The vertical distribution of the diagenetic facies in a single well shows that the study area mainly develops dissolution facies, carbonate cementation facies, and dissolution facies, whereas quartz cementation facies and clay mineral-filling facies are less developed. Comparing the predicted diagenetic facies types with the corresponding depth of thin sections and SEM images, the predicted results have a high coincidence rate, which indicates that the model has a certain guiding significance for the accurate identification of diagenetic facies in tight oil reservoirs (Figure 13). From the conclusion of comprehensive logging interpretation, it can be seen that the dissolution facies develop in the interval whose mineral composition is mainly quartz and feldspar, as well as the interval with nuclear magnetic resonance (NMR) porosity and measured porosity, which has a high oil saturation value and is a favorable interval for reservoir development. Minerals are mainly composed of carbonate rocks because the cementation of carbonate rocks has a great influence on reservoir porosity; thus, the NMR porosity and the measured porosity of the reservoirs are both small and the oil saturation value is relatively low. Therefore, the reservoir physical properties corresponding to carbonate cementation facies-developed layers are the worst. Because of compaction, the NMR porosity is smaller than the measured porosity, and the oil content is poor. The physical properties of the reservoirs corresponding to the interval where quartz cementation facies and clay mineral-filling facies are developed are poor.

6. Conclusions

(1) Based on core analysis data, casting thin section observations, SEM analysis, and other data from the study area, diagenetic facies were divided and named according to the principle of mineral and diagenesis type, and can be classified into five diagenetic facies: tightly compacted facies, carbonate-cemented facies, clay mineral-filling facies, quartz-cemented facies, and dissolution facies.
(2) The selected GR, AC, DEN, RT, and CNL were sensitive to diagenetic facies, and were used to summarize the logging response characteristics of different types of diagenetic facies and to establish a diagenetic facies logging database. The convolution neural network model was introduced to build a logging identification model of diagenetic facies in the study area.
(3) On the basis of constructing the convolution neural network diagenetic facies model, taking Well J174 as an example, the diagenetic facies of this well were identified and divided, and the accuracy of the diagenetic facies prediction model was evaluated.

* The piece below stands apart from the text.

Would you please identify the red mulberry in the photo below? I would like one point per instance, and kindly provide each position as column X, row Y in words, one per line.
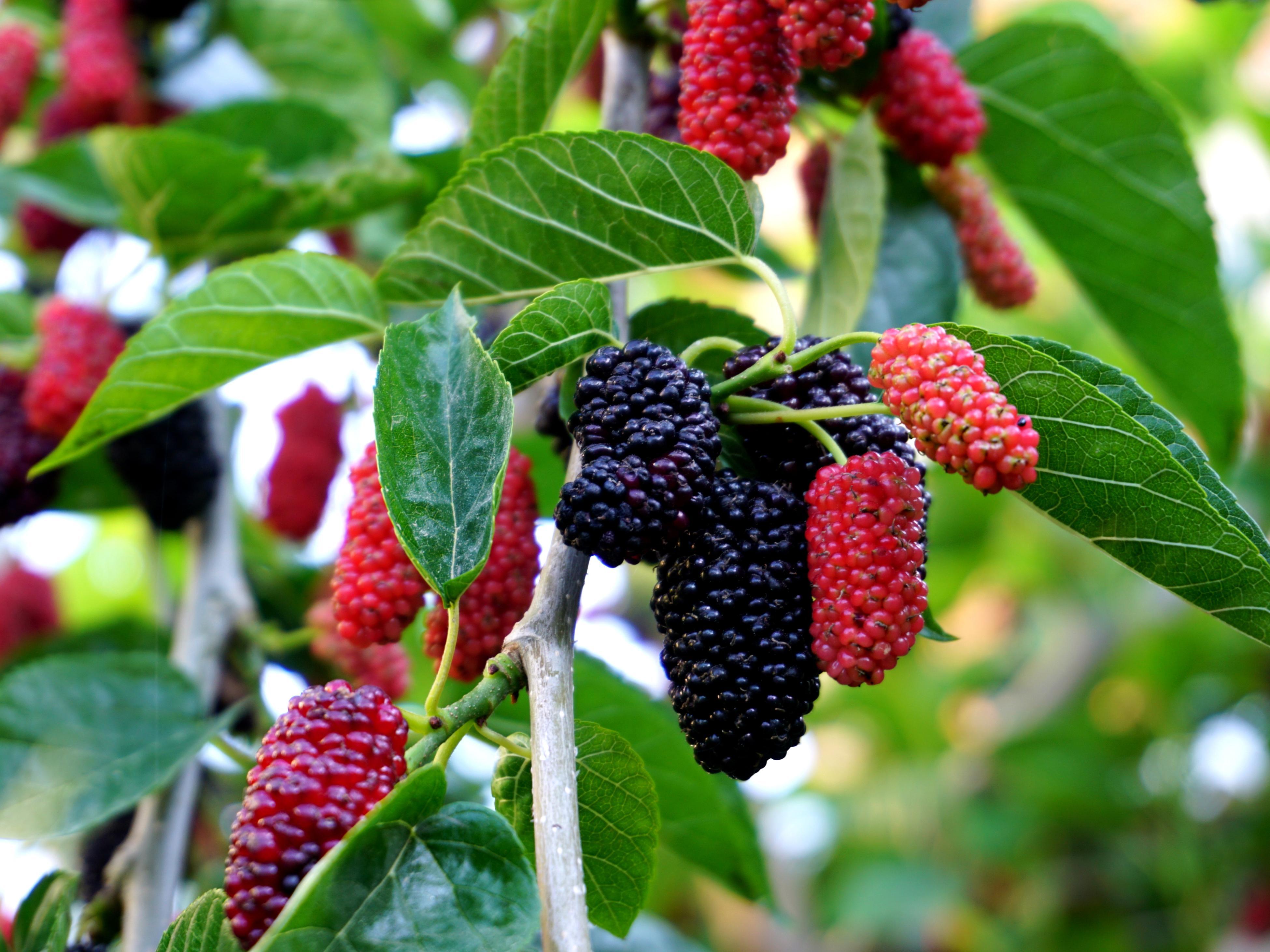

The prediction results of the diagenetic facies were in good agreement with the microscopic observation results, and different types of diagenetic facies can be developed in different intervals. Combined with the relevant physical property analysis data, it shows that the intervals with poor reservoir physical properties and poor oil content in the study area were related to carbonate cementation facies, compacted tight diagenesis facies, quartz cementation facies and clay mineral-filling facies. The dissolution of unstable components corresponded to the main high-quality reservoirs and oil-bearing reservoirs of tight oil reservoirs in the study area, and the dominant diagenetic facies belt in the study area was also a favorable interval for finding the dominant reservoirs in the following stage.

Author Contributions

Conceptualization, M.Q.; funding acquisition, C.H.; methodology, C.H., C.M., G.L. (Geng Liu) and X.H.; software, G.L. (Geng Liu) and X.H.; supervision, C.H. and C.M.; validation, G.L. (Guan Li); writing—original draft, M.Q., Y.Y., R.S. and X.C.; writing—review and editing, M.Q., C.H., C.M., Y.Y., R.S. and X.C. All authors were informed about each step of the manuscript process, including submission, revision, revision reminder, etc., via emails from our system or the assigned Assistant Editor. All authors have read and agreed to the published version of the manuscript.

Funding

This work was jointly supported by the Natural Science Foundation of Xinjiang Uygur Autonomous Region (Grant No. 2020D01C037), the National Natural Science Foundation of China (Grant No. 42062010), the Opening Fund of Key Laboratory of Deep Oil and Gas (20CX02114A) and the Tianshan Innovation Team Program (2020D14023).

Acknowledgments

We are grateful to the anonymous reviewers for their insightful and constructive comments for improving the manuscript.

Conflicts of Interest

The authors declare no conflict of interest.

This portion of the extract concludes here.